1-Mo. Returns: SPY/DBA/RJA

Source: Bloomberg

DBA and RJA are both broad-based funds that provide investors with exposure to an array of agricultural commodities, including sugar, corn, wheat and soybeans.

DBA aims to track the DBIQ Diversified Agriculture Excess Return Index, and holds futures contracts from roughly 11 different commodities. DBA is the larger of the two funds, with over $2.8 billion in assets under management, compared with $619 million for RJA.

RJA is an exchange-traded note (ETN) that tracks the Rogers International Commodity - Agriculture Total Return Index. The benchmark, created by commodities guru and famed investor Jim Rogers is a bit more comprehensive than DBA’s index, and is composed of futures contracts from 22 different commodities.

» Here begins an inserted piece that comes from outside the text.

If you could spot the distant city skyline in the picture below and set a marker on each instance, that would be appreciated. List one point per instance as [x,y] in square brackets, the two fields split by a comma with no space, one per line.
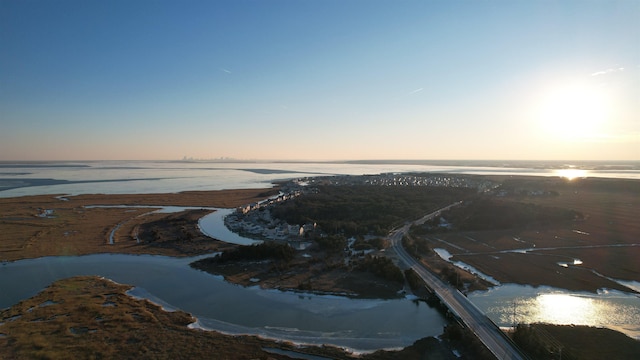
[319,80]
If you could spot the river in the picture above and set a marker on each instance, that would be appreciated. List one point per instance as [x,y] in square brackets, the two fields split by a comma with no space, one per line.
[355,324]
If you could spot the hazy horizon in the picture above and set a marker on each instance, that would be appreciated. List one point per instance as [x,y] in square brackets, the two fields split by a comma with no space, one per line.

With the world population projected to hit 9 billion by 2050, and with rising concerns about global warming and drought, the long-term growth prospects for agriculture seem exceedingly bullish. But agricultural commodities can also provide a hedge against inflation, which might be the big appeal here.

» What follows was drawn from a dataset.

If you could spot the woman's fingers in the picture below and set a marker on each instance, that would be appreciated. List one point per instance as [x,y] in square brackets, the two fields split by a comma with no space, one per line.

In mid-August, the Federal Reserve surprised markets by pledging to keep interest rates near zero percent at least until mid-2013. The Fed also said it would stand ready to act if the economic outlook worsened, hinting at further stimulus, which many economists consider to be inflationary.

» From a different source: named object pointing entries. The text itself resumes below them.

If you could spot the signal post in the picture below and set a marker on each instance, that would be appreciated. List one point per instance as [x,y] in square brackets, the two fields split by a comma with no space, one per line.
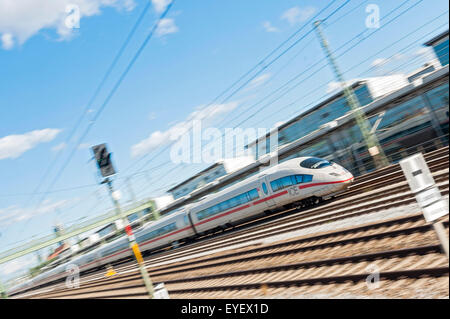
[104,164]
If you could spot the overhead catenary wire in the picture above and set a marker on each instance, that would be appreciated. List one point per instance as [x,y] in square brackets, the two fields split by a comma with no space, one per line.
[323,59]
[106,101]
[172,171]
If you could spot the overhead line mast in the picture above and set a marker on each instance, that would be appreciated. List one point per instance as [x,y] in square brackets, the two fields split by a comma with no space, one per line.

For investors considering diversifying into agriculture, there are fundamental differences between the two funds that should be understood before making an investment decision.

DBA is structured as a partnership for tax purposes and holds futures contracts. Therefore, 60 percent of gains are taxed at the long-term rate, with the remaining 40 percent taxed at the short-term rate, regardless of how long the shares are held. This comes out to a 23 percent blended maximum rate.

DBA is also marked-to-market at year-end, so investors can be subject to pay taxes on any gains even if shares aren’t sold. Finally, gains and losses are reported on a schedule K-1 form, instead of the 1099 that most investors are accustomed to.

RJA, on the other hand, is an ETN and actually doesn’t need to hold anything—it’s simply an unsecured debt note that tracks its underlying index. For tax purposes, RJA is currently taxed at the 15 percent long-term rate if held for more than a year, and taxed as ordinary income if shares are held for a year or less.

The catch is that RJA carries credit risk of the bank issuing the note. It’s crucial to note that even though RJA is a Merrill Lynch product, the bank issuing the note isn’t Bank of America, but rather the Swedish Export Credit Corp.

So, DBA and RJA can be beneficial to different types of investors, depending on your time horizon and personal preferences regarding taxes and credit risk.

Investors often seek diversification using different global equity and fixed-income funds, but due to increased integrated global markets, it’s getting difficult to find uncorrelated funds.

Both DBA and RJA continue to look like good diversification plays, and have shown the importance of being diversified not only across various funds, but also across different asset classes.

Disclosure: I am currently long RJA.